Hi Dorrit,
Yes, this is correct. Generally, there is a trust vs availability trade-off. Every distributed system has that and you can’t discuss it away. Everything that you can do is to make it configurable so it can be configured on a case by case basis. The VIP confirmation policy allows to move the trade off towards more trust instead of less availability.
A Canton ledger is a stakeholder based ledger, where normally the signatories of the contracts are asked to confirm the transactions. The confirmation itself is deterministic. The signatories must come to the same conclusion or some confirmer is broken or malicious.
The VIP confirmation policy now allows to change this such that either all signatories confirm the transaction, or at least one VIP participant confirms it. Once the confirmation is done, the transaction becomes final.
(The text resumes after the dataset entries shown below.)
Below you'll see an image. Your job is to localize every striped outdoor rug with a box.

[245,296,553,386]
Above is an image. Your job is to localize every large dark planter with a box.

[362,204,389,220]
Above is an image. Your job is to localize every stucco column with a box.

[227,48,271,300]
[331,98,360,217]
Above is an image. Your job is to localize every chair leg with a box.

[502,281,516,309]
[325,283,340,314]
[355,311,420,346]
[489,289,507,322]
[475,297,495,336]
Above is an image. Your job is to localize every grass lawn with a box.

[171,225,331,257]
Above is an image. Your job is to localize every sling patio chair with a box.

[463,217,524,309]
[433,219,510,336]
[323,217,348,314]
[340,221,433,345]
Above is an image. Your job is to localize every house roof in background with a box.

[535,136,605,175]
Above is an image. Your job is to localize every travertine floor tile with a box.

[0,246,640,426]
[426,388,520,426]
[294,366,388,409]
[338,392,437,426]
However, the equivalent behaviour can be obtained by pulling this trust question into the Daml workflows via signatory
/ observer
:
template Foo
...
where
signatory vip
observer others
This is then really explicit: The observers can observe the signatory vip
progress the contract and they can call out if vip
is cheating, however, they can not reject the transaction.
Therefore, in my opinion, it’s better to be explicit within a Daml model on what is really going on with respect to the Daml contracts and the relationships between the parties, rather than to declare everyone a signatory and then make them effectively observers on the synchronisation layer by marking a particular party as being a VIP.
Therefore, my opinion is: just keep the “TrustLevel” as Ordinary and really model the relationships between entities in your Daml model.
As a final example: assume you have a CSD that manages equity. If that CSD retains the right to revoke an asset unilaterally in order to correct holdings, then don’t make the owner of the asset a signatory. If a party must have the ability to unilaterally effect changes, then the other party is in fact only an observer of the contract, where the observer can still hold contractually agreed rights on that contract.
I hope this helps to shed some light on the design space. There is no simple answer.